第三十一話『ヘイル洞窟の罠と黒き覚醒』
「ここがヘイル洞窟です。 とても威圧感のある魔力を感じます...... これは罠ですよ」
町から離れた薄暗い洞窟の前でルエルは不安そうにいった。
「......わかっている。 それでもいくしかない。 リルの命がかかっている」
「......そうですね。 行きましょう」
(リル、必ず助け出すから待っててくれ......)
俺たちは暗い洞窟へ覚悟を決め進む。
あっさりとゼグドは洞窟の奥にいた。 リルは後ろ手に縛られ短剣をつきつけられている。
「おっとそれ以上は近づくな。 お前はなにか策を労するからな」
「......その子は関係ないだろう。 解放してやってくれ」
「そうだな。 まだまだこいつは使えるが...... お前次第では解放してもいい」
「どうすればいい」
「お前には死んでもらう...... 邪魔になるからな。 俺はただ召喚士はすべて死ねばいいと思っているだけだがな」
(邪魔...... 盗賊の、いや違う...... 誰かの意図だな。 でも今はそんなことはどうでもいい)
「いい、ルエル、わかったが...... その子の解放を見届けてからだ。 でなければ応じられない。 お前のことは信用できない。 俺が死んだあとリルを無事に返すかはわからないからだ」
「......いいのか。 それならこいつをここで殺すぞ」
そういって短剣怯えるリルのほほにつけた。
「やめろ...... もしそんなことをすれば、絶対にお前を許さない...... 地のはてまで追い詰めて殺す......」
「おお、怖いな...... そんな目で見るなよ。 なにか策でもあるのかと思っただけだ」
「交渉や作戦などもない...... ただリルだけは返してくれ」
「お前が死ぬなら返すさ」
そういって、リルを突き飛ばした。
「リル! こっちへ!」
よろけながらこちらに来るリルの瞳が揺れ、何かを言おうと口を開いた瞬間、服が赤く染まっていく。 そのままゆっくりと倒れたリルの背中に短剣が深々と刺さっていた。
「リル!!!」
「ふははははっ!!」
そう下卑た声で笑ったゼグドは手鏡を懐からだした。
「リル!!!!」
俺はリルのもとへ夢中で走った。
心のなかに今まで感じたことのない感情が沸き立っていた。 目の前から色がなくなり、なにかが壊れる音が頭に響いた。
「マスター感情を抑えて......」
そばに走るルエルが叫ぶ声が感情にかき消された。
その瞬間、爆発するような空間の歪みが起こり、俺もゼグドは壁に吹き飛ばされた。
「り、リル......」
「愚か者が......」
そばには見たことがない漆黒のドレスの女性がたっていた。 黒いヴェールをまとうそれは悪魔のようでもあり、女神のようでもあった。
「いや、それよりリル......」
「あれをよく見よ」
女性に言われてリルを見ると、その姿は泥のように溶けた。
「に、偽物」
「貴様のその不快な感情ゆえ、わらわは目が覚めてしまったぞ...... この失態どう償うつもりだ」
「なにを...... 誰なんだ」
「......貴様、頭が高いわ」
その時凄まじい圧迫感で地面に叩きつけられた。
「ぐはっ......」
(なんだこいつ、とてつもないプレッシャー...... ただ命じられただけなのに、体が拒否できないなんて)

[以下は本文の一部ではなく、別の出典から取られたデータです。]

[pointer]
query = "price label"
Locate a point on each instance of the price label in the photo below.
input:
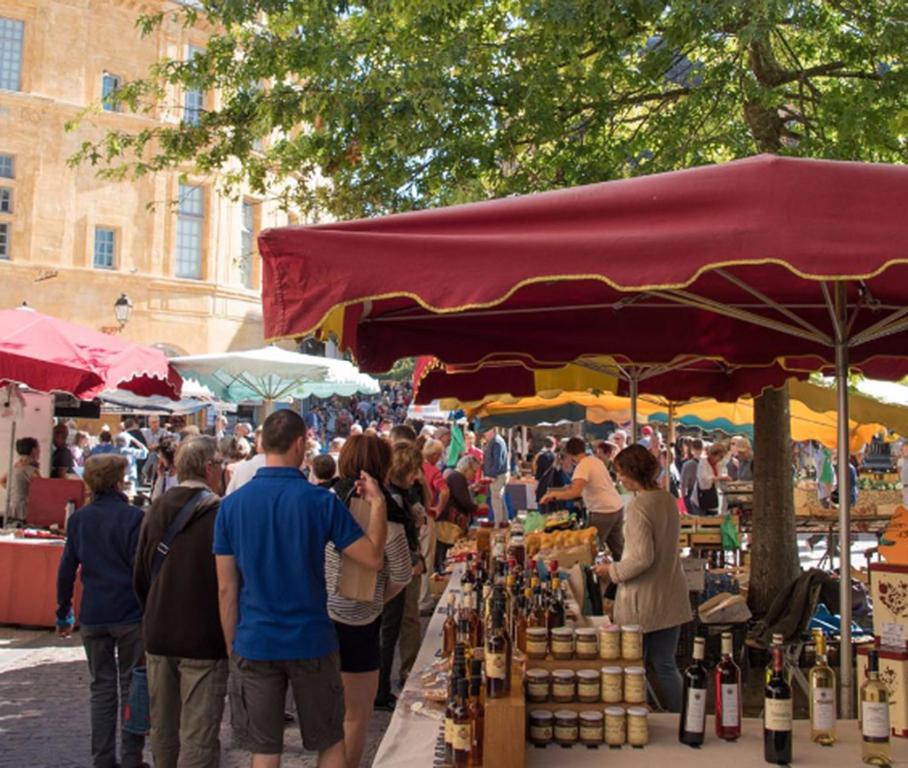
(695, 722)
(730, 704)
(892, 634)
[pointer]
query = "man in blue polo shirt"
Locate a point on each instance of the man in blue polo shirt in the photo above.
(269, 543)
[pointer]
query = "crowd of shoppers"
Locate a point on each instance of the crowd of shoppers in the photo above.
(231, 587)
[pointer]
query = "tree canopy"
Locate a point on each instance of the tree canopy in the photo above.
(362, 108)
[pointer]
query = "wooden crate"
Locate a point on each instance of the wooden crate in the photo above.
(889, 591)
(504, 735)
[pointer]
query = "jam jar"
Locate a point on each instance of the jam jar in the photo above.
(586, 643)
(635, 685)
(563, 643)
(610, 643)
(592, 725)
(637, 726)
(615, 726)
(537, 642)
(612, 685)
(542, 727)
(564, 685)
(588, 686)
(538, 685)
(567, 731)
(631, 642)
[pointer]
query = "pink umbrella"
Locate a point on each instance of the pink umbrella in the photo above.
(51, 355)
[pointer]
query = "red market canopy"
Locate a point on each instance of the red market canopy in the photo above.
(639, 268)
(763, 261)
(51, 355)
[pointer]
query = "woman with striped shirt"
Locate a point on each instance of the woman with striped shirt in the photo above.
(358, 624)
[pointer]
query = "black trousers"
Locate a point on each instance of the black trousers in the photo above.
(391, 620)
(112, 652)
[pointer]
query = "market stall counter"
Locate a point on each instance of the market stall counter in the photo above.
(28, 581)
(412, 738)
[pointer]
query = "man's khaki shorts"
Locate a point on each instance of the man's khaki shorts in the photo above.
(260, 688)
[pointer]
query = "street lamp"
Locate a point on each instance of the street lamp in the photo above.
(122, 308)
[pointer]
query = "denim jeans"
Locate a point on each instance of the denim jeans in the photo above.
(659, 650)
(113, 651)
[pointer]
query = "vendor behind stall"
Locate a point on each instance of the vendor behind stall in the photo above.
(28, 453)
(592, 482)
(62, 461)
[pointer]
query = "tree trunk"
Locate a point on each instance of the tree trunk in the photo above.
(773, 544)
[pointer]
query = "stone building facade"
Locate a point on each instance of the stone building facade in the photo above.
(71, 243)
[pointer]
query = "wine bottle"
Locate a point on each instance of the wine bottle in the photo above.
(777, 640)
(874, 715)
(496, 658)
(520, 625)
(477, 714)
(475, 623)
(692, 726)
(449, 712)
(822, 695)
(555, 616)
(462, 738)
(777, 713)
(449, 629)
(728, 693)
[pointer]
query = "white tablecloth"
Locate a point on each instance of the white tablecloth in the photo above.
(410, 739)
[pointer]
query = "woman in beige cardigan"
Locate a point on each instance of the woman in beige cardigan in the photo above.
(652, 590)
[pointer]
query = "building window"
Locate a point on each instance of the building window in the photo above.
(190, 226)
(109, 86)
(193, 100)
(247, 243)
(10, 54)
(105, 247)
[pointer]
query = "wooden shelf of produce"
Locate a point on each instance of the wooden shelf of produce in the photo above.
(504, 734)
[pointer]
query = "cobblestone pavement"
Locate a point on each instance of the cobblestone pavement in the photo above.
(44, 721)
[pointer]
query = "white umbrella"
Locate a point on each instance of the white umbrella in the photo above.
(271, 374)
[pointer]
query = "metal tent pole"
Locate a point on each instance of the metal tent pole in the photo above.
(841, 375)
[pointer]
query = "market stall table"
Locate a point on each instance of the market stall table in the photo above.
(28, 581)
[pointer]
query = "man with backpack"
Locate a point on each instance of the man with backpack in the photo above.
(176, 582)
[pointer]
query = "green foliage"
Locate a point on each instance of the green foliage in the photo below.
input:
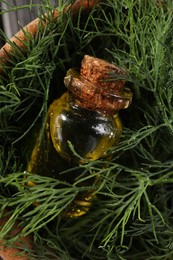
(131, 216)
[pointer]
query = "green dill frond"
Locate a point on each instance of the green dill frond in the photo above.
(131, 213)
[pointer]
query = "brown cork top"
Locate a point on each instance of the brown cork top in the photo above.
(99, 85)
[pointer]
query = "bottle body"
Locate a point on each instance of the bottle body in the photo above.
(91, 134)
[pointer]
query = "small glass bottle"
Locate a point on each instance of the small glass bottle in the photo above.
(86, 116)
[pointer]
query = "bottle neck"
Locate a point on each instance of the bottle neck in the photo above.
(76, 102)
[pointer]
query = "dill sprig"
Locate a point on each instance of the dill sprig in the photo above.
(131, 215)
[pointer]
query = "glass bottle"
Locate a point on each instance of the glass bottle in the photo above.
(86, 116)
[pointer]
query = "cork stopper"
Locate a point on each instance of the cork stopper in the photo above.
(98, 86)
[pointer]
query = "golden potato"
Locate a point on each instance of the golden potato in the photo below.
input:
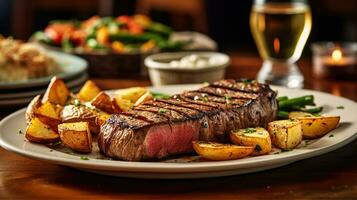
(297, 114)
(49, 110)
(88, 91)
(315, 127)
(131, 94)
(285, 134)
(32, 107)
(253, 137)
(76, 136)
(56, 93)
(105, 103)
(39, 132)
(80, 113)
(218, 151)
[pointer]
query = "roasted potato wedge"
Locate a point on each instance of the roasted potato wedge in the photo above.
(258, 138)
(39, 132)
(131, 94)
(297, 114)
(49, 114)
(80, 113)
(145, 97)
(32, 107)
(49, 110)
(285, 134)
(56, 93)
(315, 127)
(88, 91)
(105, 103)
(218, 151)
(76, 136)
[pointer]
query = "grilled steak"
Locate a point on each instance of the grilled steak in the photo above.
(164, 127)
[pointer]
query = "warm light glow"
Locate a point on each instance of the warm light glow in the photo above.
(336, 55)
(276, 45)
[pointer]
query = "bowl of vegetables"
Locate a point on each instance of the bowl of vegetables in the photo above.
(113, 46)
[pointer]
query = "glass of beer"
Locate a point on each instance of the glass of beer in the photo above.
(280, 29)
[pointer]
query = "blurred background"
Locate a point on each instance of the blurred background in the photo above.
(226, 22)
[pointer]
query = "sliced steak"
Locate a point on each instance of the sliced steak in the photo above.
(160, 128)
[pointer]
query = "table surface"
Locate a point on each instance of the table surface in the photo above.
(332, 175)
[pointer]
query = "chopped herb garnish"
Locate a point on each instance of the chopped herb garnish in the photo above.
(250, 130)
(84, 158)
(162, 110)
(258, 148)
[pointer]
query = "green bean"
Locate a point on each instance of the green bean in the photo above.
(298, 101)
(312, 110)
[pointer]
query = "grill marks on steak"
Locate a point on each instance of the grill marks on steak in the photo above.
(157, 129)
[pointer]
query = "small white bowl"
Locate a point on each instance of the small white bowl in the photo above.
(162, 73)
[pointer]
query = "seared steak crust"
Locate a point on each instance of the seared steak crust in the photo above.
(159, 128)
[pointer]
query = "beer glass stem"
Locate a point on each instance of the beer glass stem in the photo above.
(281, 73)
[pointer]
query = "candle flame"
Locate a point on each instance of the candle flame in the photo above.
(276, 45)
(336, 55)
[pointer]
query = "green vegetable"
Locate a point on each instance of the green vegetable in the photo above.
(298, 101)
(92, 43)
(157, 95)
(159, 28)
(311, 110)
(42, 37)
(67, 45)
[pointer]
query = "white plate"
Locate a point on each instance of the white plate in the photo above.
(70, 65)
(11, 140)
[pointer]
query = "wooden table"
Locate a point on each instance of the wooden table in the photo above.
(333, 175)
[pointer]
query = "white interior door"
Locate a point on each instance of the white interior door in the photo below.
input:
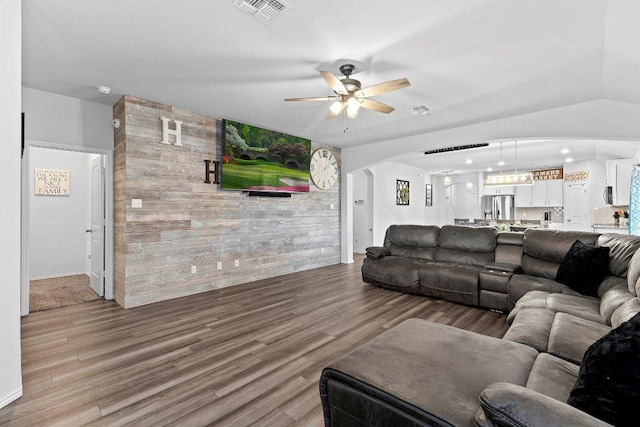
(97, 226)
(576, 214)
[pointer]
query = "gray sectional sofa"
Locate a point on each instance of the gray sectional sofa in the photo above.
(424, 373)
(481, 267)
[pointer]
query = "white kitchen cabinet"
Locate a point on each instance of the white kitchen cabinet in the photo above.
(555, 190)
(619, 178)
(523, 196)
(497, 190)
(540, 194)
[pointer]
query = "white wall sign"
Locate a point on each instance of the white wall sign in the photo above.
(177, 133)
(51, 183)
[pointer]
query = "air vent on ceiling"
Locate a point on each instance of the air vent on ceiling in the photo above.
(265, 11)
(457, 148)
(421, 109)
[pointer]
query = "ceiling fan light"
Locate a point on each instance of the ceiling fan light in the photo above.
(336, 107)
(353, 104)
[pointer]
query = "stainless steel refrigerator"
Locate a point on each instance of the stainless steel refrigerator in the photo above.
(497, 207)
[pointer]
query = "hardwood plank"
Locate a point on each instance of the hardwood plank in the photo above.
(243, 355)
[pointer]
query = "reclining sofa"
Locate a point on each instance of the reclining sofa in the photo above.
(424, 373)
(480, 267)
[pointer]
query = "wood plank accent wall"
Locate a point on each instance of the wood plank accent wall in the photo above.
(184, 222)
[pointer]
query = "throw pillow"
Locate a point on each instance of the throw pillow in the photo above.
(608, 385)
(584, 267)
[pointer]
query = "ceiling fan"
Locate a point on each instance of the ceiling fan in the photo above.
(350, 97)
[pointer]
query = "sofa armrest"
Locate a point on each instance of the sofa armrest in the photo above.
(507, 404)
(377, 252)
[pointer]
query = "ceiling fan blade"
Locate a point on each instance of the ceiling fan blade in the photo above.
(335, 112)
(370, 104)
(383, 88)
(320, 98)
(334, 82)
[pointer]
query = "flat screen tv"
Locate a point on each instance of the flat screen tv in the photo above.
(261, 160)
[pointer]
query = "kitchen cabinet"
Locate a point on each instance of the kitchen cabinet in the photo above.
(541, 194)
(497, 190)
(619, 178)
(523, 196)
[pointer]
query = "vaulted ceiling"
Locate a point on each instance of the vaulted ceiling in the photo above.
(470, 61)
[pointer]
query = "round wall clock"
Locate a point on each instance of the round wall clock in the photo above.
(324, 169)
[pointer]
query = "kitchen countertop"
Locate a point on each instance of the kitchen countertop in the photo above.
(620, 226)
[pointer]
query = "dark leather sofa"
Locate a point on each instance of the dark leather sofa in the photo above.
(424, 373)
(478, 266)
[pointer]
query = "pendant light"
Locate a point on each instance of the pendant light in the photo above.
(515, 178)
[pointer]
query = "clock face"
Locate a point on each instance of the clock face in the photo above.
(324, 169)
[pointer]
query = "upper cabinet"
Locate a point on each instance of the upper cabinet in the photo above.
(619, 178)
(497, 190)
(541, 194)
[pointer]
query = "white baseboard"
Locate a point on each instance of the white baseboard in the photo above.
(55, 276)
(13, 396)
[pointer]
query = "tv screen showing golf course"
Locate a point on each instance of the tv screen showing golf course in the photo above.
(256, 159)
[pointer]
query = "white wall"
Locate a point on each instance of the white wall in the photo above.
(460, 199)
(385, 210)
(360, 212)
(10, 176)
(57, 240)
(64, 120)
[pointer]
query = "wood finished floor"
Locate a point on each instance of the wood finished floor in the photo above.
(246, 355)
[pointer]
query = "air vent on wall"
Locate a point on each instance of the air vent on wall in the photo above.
(265, 11)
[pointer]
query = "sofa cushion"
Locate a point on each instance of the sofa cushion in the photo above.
(508, 405)
(521, 284)
(466, 245)
(625, 312)
(392, 272)
(578, 305)
(571, 336)
(544, 249)
(453, 282)
(633, 274)
(428, 365)
(412, 241)
(584, 267)
(608, 385)
(612, 300)
(552, 245)
(553, 376)
(470, 239)
(622, 248)
(531, 327)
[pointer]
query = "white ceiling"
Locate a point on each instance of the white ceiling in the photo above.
(470, 61)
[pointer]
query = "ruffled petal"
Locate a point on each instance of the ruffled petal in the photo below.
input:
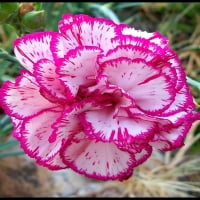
(23, 99)
(171, 139)
(32, 47)
(141, 151)
(128, 51)
(97, 159)
(44, 71)
(54, 163)
(79, 68)
(154, 37)
(103, 126)
(141, 81)
(88, 31)
(35, 134)
(68, 124)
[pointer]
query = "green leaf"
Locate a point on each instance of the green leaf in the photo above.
(34, 20)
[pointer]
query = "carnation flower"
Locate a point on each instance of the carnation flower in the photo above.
(97, 97)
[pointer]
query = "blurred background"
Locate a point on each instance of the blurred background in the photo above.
(170, 174)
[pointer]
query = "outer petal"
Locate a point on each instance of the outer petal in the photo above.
(151, 90)
(54, 163)
(154, 37)
(82, 30)
(35, 136)
(44, 71)
(90, 31)
(33, 47)
(101, 125)
(23, 99)
(128, 51)
(79, 68)
(97, 159)
(17, 124)
(183, 101)
(141, 151)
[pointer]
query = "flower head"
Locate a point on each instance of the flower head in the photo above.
(97, 97)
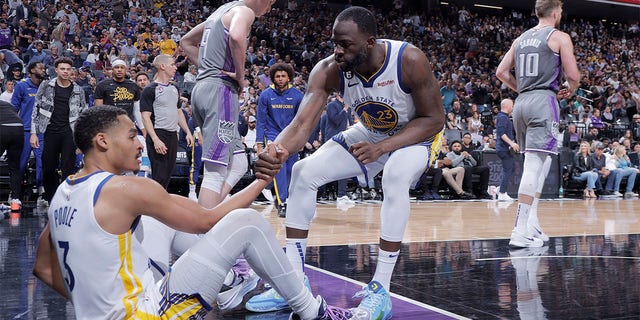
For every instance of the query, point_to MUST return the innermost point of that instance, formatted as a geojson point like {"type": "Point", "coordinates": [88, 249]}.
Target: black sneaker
{"type": "Point", "coordinates": [484, 195]}
{"type": "Point", "coordinates": [282, 210]}
{"type": "Point", "coordinates": [604, 192]}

少し頭が冷静になってきた。 周囲を見るとルエルがいない。
「ルエル...... いない。 まさか、お前がルエルなのか」
「......貴様の感情の揺れで目が覚めた。 不快ゆえ、このまま消してしまおうか」
その目からこれが冗談ではないことがわかった。
(くっ、死ぬ......)
「ちっ、こやつが邪魔をしておる...... 助かったな。 わらわは眠る、下らぬことで起こすな......」
そういうと、その姿は丸く光となり、その場には倒れたルエルがいた。
「私から女性が......」
ルエルが言葉を失っている。 今さっき、おこったことをルエルに話したからだ。
「あれはとてつもない力を持っていた。 立っているのもやっとだ......」
「私も意識を失うまえに、途方もないものが内から沸き上がってくるのを感じました...... あれは王獣」
「王獣...... あれはとても従えさせられそうにない。 殺されるところだった」
「私の中にいるよう...... いえ私の半身なのでしょう。 ですが制御もできません、すみません」
落ち込むようにルエルがいう。
「いや、仕方ない。 でも助かった...... リルが無事ならそれで全ていい、あいつも捕らえられたしな」
俺は気絶しているゼグドをみた。